The film—quite obviously—is fact-based, but it would be a huge mistake to take it as a history lesson in any real sense. Sure, there was an Uday Hussein and he was, by all accounts, completely depraved, degenerate and insane. And, yes, there still is a Latif Yahia and it is, in fact, on his fact-based novel that the film is based. By the time the story reached the screen, it had been fictionalized twice. Certain things are clearly here for both dramatic effect and as part of Yahia’s desire to present himself in the best light possible. It’s not fact so much as it takes facts, throws in some wishful thinking and some speculation in order to create a deliberately lurid melodrama. That’s how it should be judged, and, judged on that score, it’s mostly successful.
In the film, Latif is a soldier who is first asked to be Uday’s double, then tortured and finally blackmailed into taking the job to protect his family. This perhaps redefines the idea of an “offer he can’t refuse,” but that’s probably deliberate because the film paints Uday as a gangster—and it does the same, to some extent, to his father Saddam (Philip Quast). It just happens that the Husseins run a country, rather than a crime syndicate. In fact, quite a few people have likened the presentation of Uday to the Al Pacino character in Brian De Palma’s 1983 remake of Scarface. The comparison is not without merit, though I’d say Uday wins in the raging-lunatic department.

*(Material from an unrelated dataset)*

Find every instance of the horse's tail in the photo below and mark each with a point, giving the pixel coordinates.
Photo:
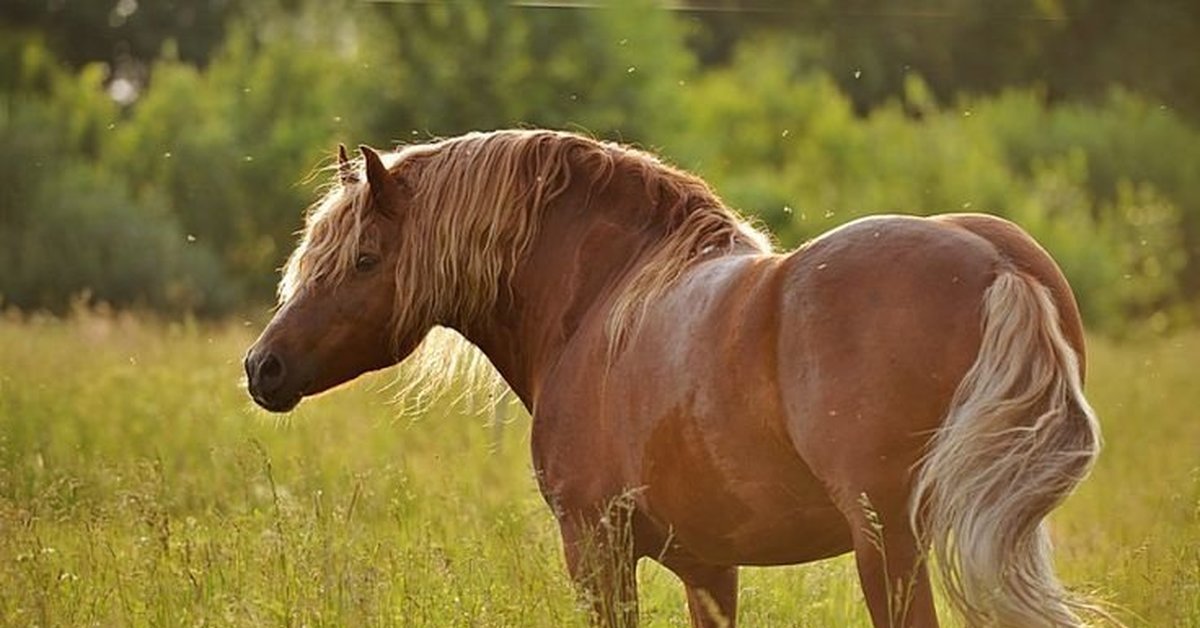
(1018, 438)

Once Latif is inside the inner circle of Uday’s world, the film turns into a kind of descent into hell—but a hell that Latif is incapable of doing anything about. He can only keep his mouth shut and be onhand when it’s necessary to step into the role of Uday—usually when the situation would be dangerous for the real Uday. A great deal of the time, he functions as Uday’s whipping boy, being dragged along to nightclubs and parties to watch Uday flaunt his power to rape or murder whomever he pleases whenever he pleases. At the same time, it’s undeniable that Latif is living in unthinkable—and grotesquely tasteless nouveau riche—luxury. This isn’t stressed, but the undercurrent of the appeal is there.
The film is on sure footing when it wallows in its melodramatic excesses—and it spends a lot of time there—assuming you have a taste for melodramatic excess. It fares less well in its more serious efforts. Oh, it can be quite chilling in its unflinching depiction of cruelty and brutality, but the whole plot involving a dangerous romance between Latif and Uday’s current main lady friend, Sarrab (Ludivine Sagnier), is neither convincing, nor seemingly thought out. Attempts at making her sympathetic never quite work, and you end up feeling that she’s mostly in the film simply because of the idea that “there’s always a girl in a picture.” It doesn’t really matter much, though, because the film is really Cooper’s show all the way—and in that it succeeds. Rated R for strong brutal bloody violence and torture, sexual content, graphic nudity, drug use and pervasive language.
Another see it quick title — by Friday, this is history.